What does the DIY entail sorry Matt?


----------



## matt j (Oct 19, 2001)

LAURENCE said:


> What does the DIY entail sorry Matt?


Hi Loz,

The DIY kit would contain the following;
1. 6 x Printed Circuit Boards populated with LED's and resistors etc.
2. Load Resistors to allow correct operation of indicators.
3. A 'how to' guide or like with the R33's it'll just be hosted on the web.

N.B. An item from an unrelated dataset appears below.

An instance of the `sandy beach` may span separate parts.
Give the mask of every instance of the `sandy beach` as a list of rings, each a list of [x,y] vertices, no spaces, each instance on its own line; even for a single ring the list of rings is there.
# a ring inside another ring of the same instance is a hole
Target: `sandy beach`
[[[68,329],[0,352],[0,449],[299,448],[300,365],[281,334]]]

That's about it really, hardest part is stripping the lenses off to mount the PCB's.


----------



## highside (Jul 23, 2007)

[QUOTE 
1. MarkMcQ
2. Bajie
3. Domo-kun
4. Major_Sarcasm (DIY)
5. Snowfiend
6. Kismetcapitan
7. Juhiss
8. LAURENCE
9. Highside
10.


[/QUOTE]

Definitely interested.
Don't mind paying a deposit or cash up front to help get things off the ground. (don't know how the 33 ones were dealt with so this might be a given anyway)


----------



## matt j (Oct 19, 2001)

What's the score with the reverse and fog lamps on the R32?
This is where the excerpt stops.